To my mind, REMEDY is fantastic – it feels extremely TRUE, both in the script, words, acting and the sheer closeness of the narrative. The film follows a woman who starts working as a professional BDSM Domina in New York, and describes her encounters with clients as well as her personal journey in the environment. It’s by turns funny, scary, seductive, thrilling and thought-provoking.

There is real in-depth complexity of both the characters and the rituals, and you really feel the different vibes of the different encounters. It has a sensitivity and honesty that really moves you (and scares and excites and touches and provokes.)

The visuals and storytelling kept flowing and evolving, at turns snappy and slow, montage and focused on a single feeling, energetic and intimate, as if we were in the catacombs watching a dimly-lit but extremely potent story being told/performed.

I hope to show this film again soon!

-Steen

Anti Sex Work Propaganda

The screening at SWOP-NYC last night went well, and I’m eager to do more like this across the country. The post-film discussion also confirmed a fear of mine, that some workers may find the film to be a piece of anti-sex work propaganda.

I can see how that read is possible, and it’s part of the reason that I chose to release the film under my real name and also make it clear in post-film discussions that I am in no way opposed to sex work, even if I’m slow to get involved in any political movement.

Because I created the film as a sort of exorcism of self-degradation. Before I wrote the script, I had assumed that the reason my trajectory as a pro-switch had gone so poorly was because something was wrong with ME. “Research” through memoirs of independent Dommes confirmed that I must have been terrible at it because I didn’t have a closet full of Prada bags. It was only after the film was completed that I realized that the problem was not me, not kinky sex, and not the work. And, despite what some people might think, I never thought the sex or the work was the problem. I was *never* ashamed of having done sex work.

The problem was, in this political and social climate, with sex work being stigmatized and under the best of circumstances inhabiting a grey area that is subject to legal whim half the time, the deck was and is stacked against workers.
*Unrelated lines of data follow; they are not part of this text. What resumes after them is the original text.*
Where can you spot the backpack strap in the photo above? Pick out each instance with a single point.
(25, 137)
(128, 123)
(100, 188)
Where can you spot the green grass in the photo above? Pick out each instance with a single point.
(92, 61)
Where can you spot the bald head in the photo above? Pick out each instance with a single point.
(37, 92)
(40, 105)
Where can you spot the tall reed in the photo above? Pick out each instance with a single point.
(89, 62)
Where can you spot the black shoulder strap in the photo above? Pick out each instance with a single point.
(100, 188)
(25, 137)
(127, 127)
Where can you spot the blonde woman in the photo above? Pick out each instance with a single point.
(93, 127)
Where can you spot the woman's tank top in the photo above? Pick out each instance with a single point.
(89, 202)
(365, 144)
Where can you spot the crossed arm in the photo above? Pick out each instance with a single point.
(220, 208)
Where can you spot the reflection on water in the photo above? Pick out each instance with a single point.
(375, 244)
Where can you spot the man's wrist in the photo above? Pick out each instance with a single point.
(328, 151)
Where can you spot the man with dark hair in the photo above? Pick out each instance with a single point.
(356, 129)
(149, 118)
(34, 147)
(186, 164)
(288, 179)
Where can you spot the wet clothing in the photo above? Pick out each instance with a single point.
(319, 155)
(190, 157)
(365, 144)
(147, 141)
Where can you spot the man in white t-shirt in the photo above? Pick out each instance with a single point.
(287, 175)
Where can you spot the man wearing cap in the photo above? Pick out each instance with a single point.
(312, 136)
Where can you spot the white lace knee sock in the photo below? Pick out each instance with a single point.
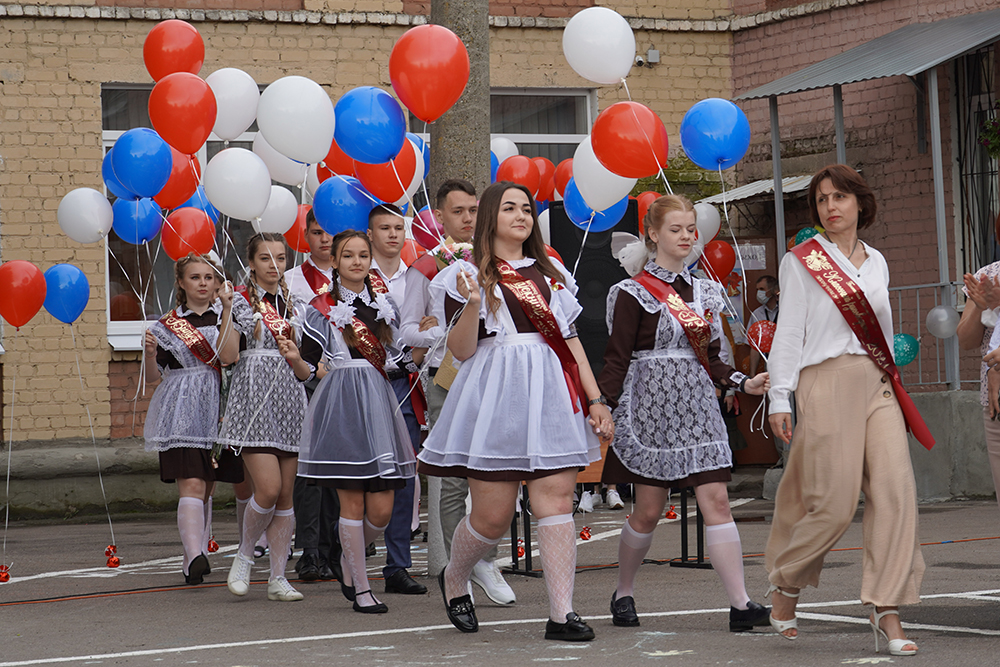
(632, 549)
(557, 545)
(726, 552)
(190, 521)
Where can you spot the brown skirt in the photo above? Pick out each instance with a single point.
(616, 473)
(196, 463)
(484, 475)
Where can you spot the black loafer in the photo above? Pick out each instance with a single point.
(755, 615)
(623, 611)
(573, 630)
(401, 582)
(461, 612)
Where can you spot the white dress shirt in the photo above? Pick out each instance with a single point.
(812, 329)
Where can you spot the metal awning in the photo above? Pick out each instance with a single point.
(907, 51)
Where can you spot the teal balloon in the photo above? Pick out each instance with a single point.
(905, 349)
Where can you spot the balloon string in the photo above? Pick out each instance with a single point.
(93, 438)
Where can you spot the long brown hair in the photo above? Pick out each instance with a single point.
(482, 243)
(382, 330)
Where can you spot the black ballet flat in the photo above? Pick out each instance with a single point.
(755, 615)
(623, 611)
(461, 612)
(573, 630)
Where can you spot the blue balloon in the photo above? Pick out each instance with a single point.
(67, 292)
(137, 221)
(199, 200)
(115, 186)
(341, 203)
(370, 126)
(715, 133)
(142, 161)
(580, 214)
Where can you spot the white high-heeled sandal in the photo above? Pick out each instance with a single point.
(895, 645)
(783, 626)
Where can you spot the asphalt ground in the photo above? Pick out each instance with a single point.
(62, 605)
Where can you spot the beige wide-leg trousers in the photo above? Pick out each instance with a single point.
(850, 437)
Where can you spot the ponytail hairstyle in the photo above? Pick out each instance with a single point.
(657, 213)
(382, 329)
(252, 296)
(486, 227)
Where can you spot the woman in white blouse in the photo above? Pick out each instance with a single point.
(850, 435)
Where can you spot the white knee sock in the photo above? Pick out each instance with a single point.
(190, 522)
(279, 537)
(726, 552)
(632, 549)
(557, 545)
(467, 548)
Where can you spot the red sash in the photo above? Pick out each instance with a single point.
(696, 328)
(317, 281)
(858, 312)
(192, 338)
(537, 309)
(368, 344)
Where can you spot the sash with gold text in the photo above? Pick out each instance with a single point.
(696, 328)
(368, 344)
(192, 338)
(537, 309)
(857, 311)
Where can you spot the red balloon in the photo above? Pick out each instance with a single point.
(173, 46)
(761, 335)
(388, 180)
(182, 109)
(22, 291)
(296, 236)
(630, 140)
(546, 178)
(336, 162)
(184, 178)
(718, 258)
(564, 172)
(187, 230)
(522, 170)
(429, 68)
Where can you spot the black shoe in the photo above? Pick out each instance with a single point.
(308, 567)
(573, 630)
(401, 582)
(623, 611)
(461, 612)
(755, 615)
(197, 569)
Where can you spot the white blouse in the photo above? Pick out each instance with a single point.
(811, 328)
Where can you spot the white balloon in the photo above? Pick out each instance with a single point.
(85, 215)
(599, 45)
(708, 221)
(282, 169)
(236, 98)
(296, 116)
(503, 148)
(279, 216)
(238, 184)
(599, 187)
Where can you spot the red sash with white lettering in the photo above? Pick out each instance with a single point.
(537, 309)
(368, 344)
(192, 338)
(697, 329)
(858, 312)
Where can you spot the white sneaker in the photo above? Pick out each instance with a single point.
(487, 576)
(279, 589)
(239, 575)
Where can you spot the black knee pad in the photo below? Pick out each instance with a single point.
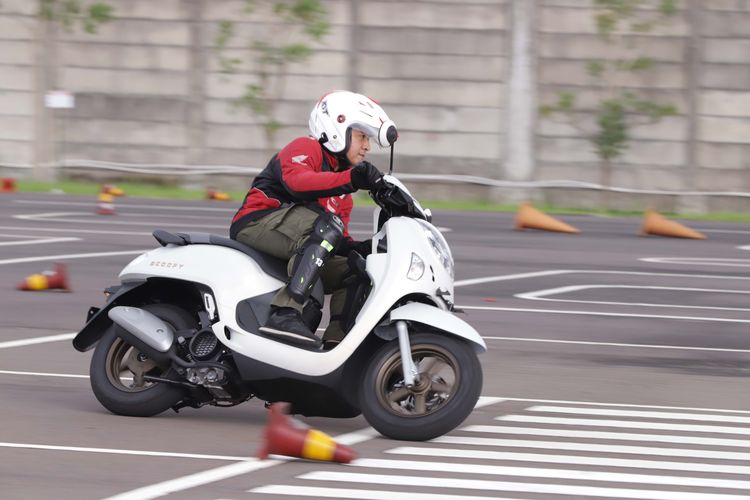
(326, 235)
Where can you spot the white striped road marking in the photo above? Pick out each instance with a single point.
(626, 405)
(616, 344)
(544, 295)
(35, 240)
(193, 480)
(617, 436)
(566, 474)
(596, 448)
(624, 424)
(71, 256)
(557, 489)
(359, 494)
(643, 414)
(571, 460)
(594, 313)
(36, 340)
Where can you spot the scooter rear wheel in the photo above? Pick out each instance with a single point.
(117, 371)
(444, 394)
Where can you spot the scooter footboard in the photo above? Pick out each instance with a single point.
(439, 320)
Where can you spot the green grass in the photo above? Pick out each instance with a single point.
(153, 190)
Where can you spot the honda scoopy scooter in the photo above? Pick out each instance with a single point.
(182, 330)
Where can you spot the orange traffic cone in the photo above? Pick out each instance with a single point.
(283, 438)
(656, 224)
(113, 190)
(105, 204)
(47, 280)
(8, 185)
(213, 194)
(529, 217)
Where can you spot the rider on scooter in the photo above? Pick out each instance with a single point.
(298, 209)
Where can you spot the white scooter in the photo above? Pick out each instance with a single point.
(182, 330)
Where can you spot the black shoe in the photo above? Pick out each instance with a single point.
(286, 324)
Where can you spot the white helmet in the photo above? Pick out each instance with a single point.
(339, 110)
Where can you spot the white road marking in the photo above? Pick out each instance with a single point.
(111, 220)
(359, 494)
(557, 272)
(596, 313)
(87, 231)
(118, 451)
(625, 405)
(595, 448)
(70, 256)
(506, 277)
(616, 344)
(702, 261)
(570, 460)
(624, 424)
(129, 205)
(193, 480)
(35, 240)
(552, 489)
(704, 417)
(567, 433)
(36, 340)
(544, 295)
(568, 474)
(40, 374)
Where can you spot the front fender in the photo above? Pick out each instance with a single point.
(440, 320)
(99, 321)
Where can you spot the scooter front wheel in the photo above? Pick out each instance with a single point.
(443, 395)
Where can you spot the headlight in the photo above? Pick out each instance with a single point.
(439, 246)
(416, 269)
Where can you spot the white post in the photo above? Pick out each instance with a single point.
(521, 109)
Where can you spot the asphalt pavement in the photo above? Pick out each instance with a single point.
(618, 367)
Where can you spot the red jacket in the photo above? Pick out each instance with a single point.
(302, 172)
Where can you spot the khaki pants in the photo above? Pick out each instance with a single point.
(281, 234)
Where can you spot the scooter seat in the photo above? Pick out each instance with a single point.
(271, 265)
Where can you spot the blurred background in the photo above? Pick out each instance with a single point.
(619, 104)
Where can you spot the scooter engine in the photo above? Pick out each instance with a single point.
(204, 345)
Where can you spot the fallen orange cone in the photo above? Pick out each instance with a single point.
(212, 194)
(283, 438)
(105, 204)
(47, 280)
(529, 217)
(656, 224)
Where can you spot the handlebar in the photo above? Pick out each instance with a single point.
(397, 202)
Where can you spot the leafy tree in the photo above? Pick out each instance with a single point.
(70, 13)
(618, 108)
(272, 57)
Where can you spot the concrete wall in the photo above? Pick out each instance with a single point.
(149, 88)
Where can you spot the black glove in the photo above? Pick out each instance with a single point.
(366, 176)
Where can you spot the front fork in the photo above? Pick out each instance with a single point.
(411, 375)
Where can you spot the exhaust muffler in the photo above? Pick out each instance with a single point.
(145, 331)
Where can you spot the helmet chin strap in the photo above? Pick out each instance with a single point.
(390, 171)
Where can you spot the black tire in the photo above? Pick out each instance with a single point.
(116, 386)
(436, 404)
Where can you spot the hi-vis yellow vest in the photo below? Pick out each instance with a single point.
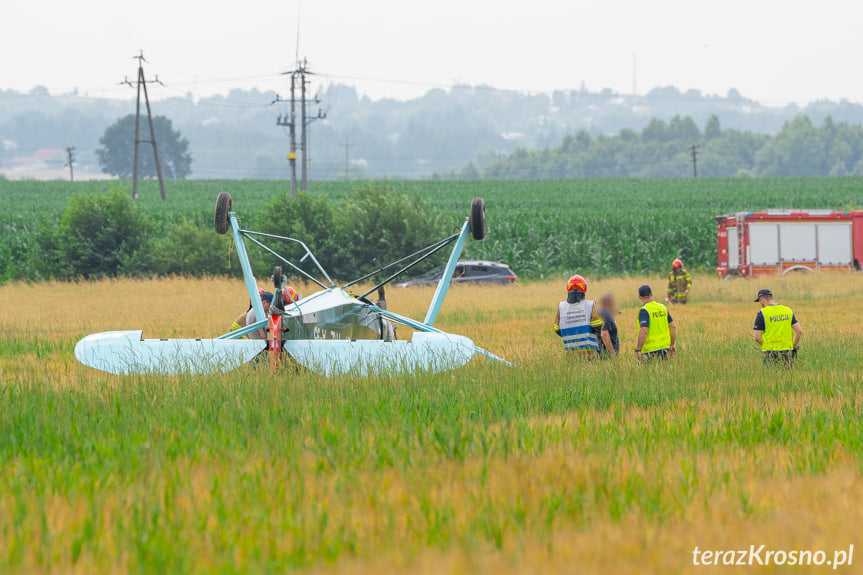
(658, 334)
(778, 335)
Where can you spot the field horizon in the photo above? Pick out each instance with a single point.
(552, 466)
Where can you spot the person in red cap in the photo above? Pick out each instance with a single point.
(578, 319)
(248, 316)
(679, 283)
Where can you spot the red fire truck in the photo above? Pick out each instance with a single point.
(779, 241)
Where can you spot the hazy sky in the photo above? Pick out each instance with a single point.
(771, 50)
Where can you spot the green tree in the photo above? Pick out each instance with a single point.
(117, 151)
(98, 235)
(189, 249)
(712, 129)
(379, 221)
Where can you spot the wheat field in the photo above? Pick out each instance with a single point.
(556, 465)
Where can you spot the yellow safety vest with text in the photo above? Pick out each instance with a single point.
(658, 334)
(778, 334)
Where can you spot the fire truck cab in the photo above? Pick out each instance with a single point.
(779, 241)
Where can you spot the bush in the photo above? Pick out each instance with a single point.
(375, 221)
(98, 235)
(382, 222)
(307, 218)
(188, 249)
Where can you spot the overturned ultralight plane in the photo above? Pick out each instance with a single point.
(330, 332)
I have personal pride and competitive issues, that tendency so common (especially in subs) to never actually admit that something is too much for me until I, sometimes literally, break in two.

Working in a house tickled these drives something ferocious. I believe that if everything had gone well, if most clients were good people, if everyone in a house had the workers’ health and well-being in mind, and (most importantly) if everyone involved from owner to worker to client was aware that the law had workers’ backs, I would *never* have left. The work is fucking interesting, and anyone who knows me is aware of how much I value a personal arsenal of good stories.

I started making this film so that I could work through my past in a way far slower and more expensive than therapy, but also so that other people who had similar experiences wouldn’t feel alone or marginalized or defective. If my story *doesn’t* reflect other workers’ experiences, I urge anyone — and I mean anyone — with a story to find some way to put it out there. I never wanted REMEDY to be the last word, but rather to be the start of a long conversation.